Con todo, la idea del “eclipse de Dios” fue retomada hace un año por el papa Benedicto XVI, en el marco de la Jornada Mundial de la Juventud. En este momento son muchos los que dicen no poder descubrir a Dios. El eclipse de Dios no significa la muerte de Dios, sino la dificultad para percibir su presencia en el mundo y en nuestro propio interior.

“Creo en el sol, aunque sea de noche”. Esa frase ha sido escrita, entre otros “graffiti”, en un muro del Trastevere romano. Quien la escribió repetía, tal vez sin conocerlo, el pensamiento de San Teófilo de Antioquia: “Porque los ciegos no vean no podemos decir que el sol ha dejado de lucir, sino que esto hay que atribuírselo a ellos mismos y a sus propios ojos. También tú tienes nublados los ojos del alma a causa de tus pecados y malas acciones”.

Pero no se puede culpar a nadie sin conocerlo. Seguramente, a las antiguas palabras de aquel Padre de la Iglesia habría que añadir que no toda la culpa es estrictamente personal. A muchos hombres y mujeres se les han nublado los ojos del alma a causa de los pecados de otros, de las indiferencias de muchos.

A eso hay que unir el cansancio de una inmensa multitud de creyentes no practicantes. El cansancio, la rutina y la irresponsabilidad. El psicólogo norteamericano Karl Menninger escribió hace años un libro cuyo título podría traducirse así: “¿Qué ha venido a pasar con el pecado?” Según él, el pecado de hoy es la irresponsabilidad colectiva.

En otros tiempos, cuando una persona hacia el mal, toda su familia –o su tribu- se sentía responsable. En el momento actual, el mal se produce a todas horas y en todas partes. Eso es innegable. Pero nadie se siente responsable. No es extraño que la irresponsabilidad colectiva produzca necesariamente la fatalidad y la agresividad.

La fatalidad nos lleva a pensar que Dios es el causante de esos males que nosotros propiciamos. Y la agresividad nos hace imaginar que la única salvación viene de la fuerza. Ante la razón –o sinrazón- del más fuerte, son muchos los que se sienten abandonados por un Dios, obligado a jugar el papel de malo. El eclipse de Dios responde a la blasfemia global.

Los católicos hemos sido convocados a una nueva evangelización.
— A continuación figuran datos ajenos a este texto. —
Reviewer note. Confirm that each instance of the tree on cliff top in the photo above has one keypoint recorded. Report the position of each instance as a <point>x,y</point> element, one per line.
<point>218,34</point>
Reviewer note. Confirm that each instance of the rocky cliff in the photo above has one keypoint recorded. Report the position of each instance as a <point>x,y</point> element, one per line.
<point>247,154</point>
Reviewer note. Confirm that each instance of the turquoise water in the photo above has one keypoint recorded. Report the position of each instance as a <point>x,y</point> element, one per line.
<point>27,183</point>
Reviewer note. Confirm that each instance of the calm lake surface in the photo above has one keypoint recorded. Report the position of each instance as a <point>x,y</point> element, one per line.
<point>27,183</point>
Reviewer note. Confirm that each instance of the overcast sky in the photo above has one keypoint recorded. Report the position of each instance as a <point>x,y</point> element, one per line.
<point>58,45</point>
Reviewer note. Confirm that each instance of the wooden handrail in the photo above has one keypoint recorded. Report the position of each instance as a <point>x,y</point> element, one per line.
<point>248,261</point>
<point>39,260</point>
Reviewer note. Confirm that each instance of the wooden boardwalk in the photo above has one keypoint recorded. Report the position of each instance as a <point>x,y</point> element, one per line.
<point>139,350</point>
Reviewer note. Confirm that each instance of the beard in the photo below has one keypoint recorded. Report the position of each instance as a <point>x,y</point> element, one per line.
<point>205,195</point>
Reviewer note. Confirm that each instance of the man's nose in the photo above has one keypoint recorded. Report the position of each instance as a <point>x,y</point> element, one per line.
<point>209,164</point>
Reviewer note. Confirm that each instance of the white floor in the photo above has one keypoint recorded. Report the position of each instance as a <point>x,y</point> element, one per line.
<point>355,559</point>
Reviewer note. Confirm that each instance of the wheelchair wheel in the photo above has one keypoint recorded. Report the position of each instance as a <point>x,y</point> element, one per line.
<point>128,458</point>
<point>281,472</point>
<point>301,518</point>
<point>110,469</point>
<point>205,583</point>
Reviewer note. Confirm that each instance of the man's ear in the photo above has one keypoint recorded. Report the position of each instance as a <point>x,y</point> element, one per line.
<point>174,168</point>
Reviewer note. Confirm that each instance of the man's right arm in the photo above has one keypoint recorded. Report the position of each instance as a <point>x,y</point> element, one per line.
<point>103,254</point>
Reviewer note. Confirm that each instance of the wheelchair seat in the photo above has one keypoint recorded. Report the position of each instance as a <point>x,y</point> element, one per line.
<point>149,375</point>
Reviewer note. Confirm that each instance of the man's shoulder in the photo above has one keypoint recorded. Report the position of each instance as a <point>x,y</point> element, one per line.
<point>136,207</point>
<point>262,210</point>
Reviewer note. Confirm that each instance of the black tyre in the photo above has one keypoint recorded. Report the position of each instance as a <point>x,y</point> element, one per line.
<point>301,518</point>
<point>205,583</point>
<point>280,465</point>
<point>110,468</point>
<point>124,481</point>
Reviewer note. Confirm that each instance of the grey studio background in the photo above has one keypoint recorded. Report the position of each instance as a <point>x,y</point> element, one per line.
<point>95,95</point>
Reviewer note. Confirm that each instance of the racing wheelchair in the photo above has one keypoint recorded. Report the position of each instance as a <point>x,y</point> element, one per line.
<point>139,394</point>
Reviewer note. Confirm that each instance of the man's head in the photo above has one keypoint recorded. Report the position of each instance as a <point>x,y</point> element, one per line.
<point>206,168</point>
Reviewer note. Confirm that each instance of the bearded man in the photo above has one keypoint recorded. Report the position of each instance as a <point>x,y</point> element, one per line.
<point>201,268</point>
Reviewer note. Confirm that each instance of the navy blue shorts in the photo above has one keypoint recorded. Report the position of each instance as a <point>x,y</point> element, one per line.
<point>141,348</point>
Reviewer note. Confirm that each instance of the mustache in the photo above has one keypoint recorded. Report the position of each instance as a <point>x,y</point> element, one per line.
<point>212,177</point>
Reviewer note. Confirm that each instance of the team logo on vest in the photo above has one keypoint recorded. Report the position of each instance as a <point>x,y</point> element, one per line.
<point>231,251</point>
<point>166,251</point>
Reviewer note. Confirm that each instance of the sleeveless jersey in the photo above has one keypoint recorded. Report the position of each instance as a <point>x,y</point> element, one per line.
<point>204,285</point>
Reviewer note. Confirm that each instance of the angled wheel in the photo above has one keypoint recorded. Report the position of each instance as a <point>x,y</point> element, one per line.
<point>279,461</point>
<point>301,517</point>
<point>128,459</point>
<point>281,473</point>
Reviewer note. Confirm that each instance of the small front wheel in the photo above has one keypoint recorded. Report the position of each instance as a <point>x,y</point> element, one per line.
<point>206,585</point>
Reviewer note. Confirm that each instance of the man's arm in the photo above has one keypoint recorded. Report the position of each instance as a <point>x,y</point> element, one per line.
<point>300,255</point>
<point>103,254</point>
Hemos de anunciar el misterio de Dios y la misión de Jesucristo. Eso es cierto. Pero la evangelización presupone la reflexión sobre el ser humano, su vocación y su destino.

El eclipse de Dios no puede hundirnos en el fatalismo. Ha de estimular una reflexión sobre nuestra responsabilidad en el mal. Y ha de ayudarnos a recuperar la conciencia de nuestra tarea con vistas al bien y a la humanización de esta sociedad.